As I said, it was a riveting account. I would have liked to hear a couple of additional things. I would have liked a more personal, dare I say even emotional, account of what it felt like to be making decisions on 9/11/01 and 9/12/01 in this world of horrible security threats and horribly imperfect information. And I also would have liked to hear about a plan or proposal that got floated internally at DOJ in those early days, and that got shot down on the basis that it was too extreme or too much of a repetition of an old, Japanese American internment-style mistake.

I was also disturbed to see that Chertoff's sole source for his account (and seemingly his knowledge) of American national security/civil liberties history is the Chief Justice's quite lame book on the subject. (It's called All The Laws But One.) In a critical review of the Chief Justice's book that I published in the U of Chicago Law Review a few years ago, I worried that in a future crisis, government officials would turn to Rehnquist's book as their source. It looks as though on that score, at least as to Mike Chertoff, I was right. That's a worrisome thing, because the book is the work of an armchair historian, and is a radically incomplete (and one-sided) account of the history.

All in all, though, it was an extraordinarily lucid and powerful presentation.

10/10/2003

Symposium Blogging VIII

And last but not least, Bob Strassfeld from Case Western talking about how loyalty was framed in public discourse during Vietnam. His focus is not so much on law as on other mechanisms for enforcing loyalty and for discouraging disloyal speech.

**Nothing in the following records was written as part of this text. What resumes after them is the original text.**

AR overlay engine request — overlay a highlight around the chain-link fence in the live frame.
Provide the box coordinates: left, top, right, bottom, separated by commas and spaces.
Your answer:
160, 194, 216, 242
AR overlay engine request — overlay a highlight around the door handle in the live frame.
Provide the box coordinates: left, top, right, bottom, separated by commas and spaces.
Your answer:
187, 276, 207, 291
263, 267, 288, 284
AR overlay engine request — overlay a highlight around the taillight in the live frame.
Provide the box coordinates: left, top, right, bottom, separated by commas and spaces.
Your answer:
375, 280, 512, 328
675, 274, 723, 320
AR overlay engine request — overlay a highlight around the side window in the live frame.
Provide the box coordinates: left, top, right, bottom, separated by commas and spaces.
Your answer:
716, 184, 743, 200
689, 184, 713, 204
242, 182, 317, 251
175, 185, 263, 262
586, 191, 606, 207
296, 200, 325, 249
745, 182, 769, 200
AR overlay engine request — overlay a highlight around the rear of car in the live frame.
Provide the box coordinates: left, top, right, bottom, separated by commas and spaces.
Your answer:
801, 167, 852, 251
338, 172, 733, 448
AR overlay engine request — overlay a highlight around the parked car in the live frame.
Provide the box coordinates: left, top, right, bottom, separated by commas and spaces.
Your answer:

There were very few "classic" prosecutions for disloyal speech during the Vietnam War. Young men who resisted the draft or encouraged others to resist were not generally prosecuted for that; they were instead bumped up on the list for the draft, had the exemptions or deferments taken from them, and were generally sped along toward the draft. The courts eventually said that this was impermissible.

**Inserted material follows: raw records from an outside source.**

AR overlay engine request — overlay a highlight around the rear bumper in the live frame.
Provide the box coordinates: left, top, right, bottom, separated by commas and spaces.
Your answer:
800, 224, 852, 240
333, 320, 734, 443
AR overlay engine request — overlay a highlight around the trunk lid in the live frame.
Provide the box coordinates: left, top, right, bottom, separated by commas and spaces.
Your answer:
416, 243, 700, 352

More typically, laws unrelated to speech were used to punish those who spoke against the war. Conspiracies of various sorts were the prosecutors' darlings (the Chicago 7, etc.), and even though those cases mostly ended in acquittals, they were still discouraging of free speech.

Talk about disloyalty became an important part of the public discourse of the day. Several themes emerged in the criticism of the anti-war movement: (1) Anti-war speech was encouraging Hanoi and giving them the false impression that the American public didn't have the stomach for the war. This, it was argued, was keeping Hanoi going when they might otherwise have folded. (2) Anti-war movement was a bunch of effete men who are afraid to prove their manhood on the battlefield and are instead proving it through protest. (3) Anti-war speech was demoralizing to American troops, and even causing their deaths.

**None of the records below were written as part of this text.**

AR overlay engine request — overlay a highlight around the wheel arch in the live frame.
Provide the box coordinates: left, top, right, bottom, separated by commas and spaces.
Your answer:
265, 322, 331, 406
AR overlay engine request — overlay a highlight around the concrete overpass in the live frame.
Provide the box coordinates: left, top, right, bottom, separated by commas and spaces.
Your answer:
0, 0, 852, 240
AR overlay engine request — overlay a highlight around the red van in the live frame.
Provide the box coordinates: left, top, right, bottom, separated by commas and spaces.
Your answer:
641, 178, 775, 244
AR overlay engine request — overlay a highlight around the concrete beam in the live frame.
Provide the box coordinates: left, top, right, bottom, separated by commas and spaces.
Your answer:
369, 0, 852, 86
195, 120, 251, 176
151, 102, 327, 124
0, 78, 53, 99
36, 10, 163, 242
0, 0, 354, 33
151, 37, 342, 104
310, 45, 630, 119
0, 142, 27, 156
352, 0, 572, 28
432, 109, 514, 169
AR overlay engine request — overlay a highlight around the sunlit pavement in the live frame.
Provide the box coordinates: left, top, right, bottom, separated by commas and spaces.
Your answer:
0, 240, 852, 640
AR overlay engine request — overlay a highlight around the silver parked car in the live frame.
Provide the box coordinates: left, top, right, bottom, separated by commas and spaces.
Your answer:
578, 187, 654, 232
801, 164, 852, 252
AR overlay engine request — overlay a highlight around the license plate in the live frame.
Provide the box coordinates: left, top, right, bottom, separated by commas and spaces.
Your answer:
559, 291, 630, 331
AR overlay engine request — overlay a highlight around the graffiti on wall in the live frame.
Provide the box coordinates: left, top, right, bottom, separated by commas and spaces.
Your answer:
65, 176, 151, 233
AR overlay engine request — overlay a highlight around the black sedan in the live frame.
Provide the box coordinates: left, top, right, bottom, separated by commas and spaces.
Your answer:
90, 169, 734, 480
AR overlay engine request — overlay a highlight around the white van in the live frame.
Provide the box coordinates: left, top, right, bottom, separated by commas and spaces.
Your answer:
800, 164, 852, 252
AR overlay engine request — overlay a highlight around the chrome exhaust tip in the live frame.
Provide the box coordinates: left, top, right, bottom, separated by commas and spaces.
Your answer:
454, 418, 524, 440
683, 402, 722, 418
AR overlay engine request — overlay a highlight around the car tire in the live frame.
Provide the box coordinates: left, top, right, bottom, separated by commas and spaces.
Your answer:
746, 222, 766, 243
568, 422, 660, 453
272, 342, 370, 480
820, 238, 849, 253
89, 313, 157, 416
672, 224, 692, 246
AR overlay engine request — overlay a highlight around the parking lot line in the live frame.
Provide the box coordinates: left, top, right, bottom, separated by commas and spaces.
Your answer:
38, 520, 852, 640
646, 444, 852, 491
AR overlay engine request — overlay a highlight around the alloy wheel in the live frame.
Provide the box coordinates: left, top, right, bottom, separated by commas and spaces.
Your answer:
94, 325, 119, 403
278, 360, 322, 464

Unfortunately, time was short at this point in the day, and Strassfeld ran out of time to make many of his larger points. His paper will, however, be published in the law review symposium issue, so you'll be able to find it there!

OK, folks, that was the symposium. Thanks for reading.

Symposium Blogging VII

The penultimate speaker is Beth Hillman from Rutgers-Camden. She is focusing on a fascinating topic: loyalty in the specific legal context of the military.

She begins by pointing out that in the military setting, stuff that doesn't seem disloyal or illegal (such as quitting your job) is illegal and potential disloyal.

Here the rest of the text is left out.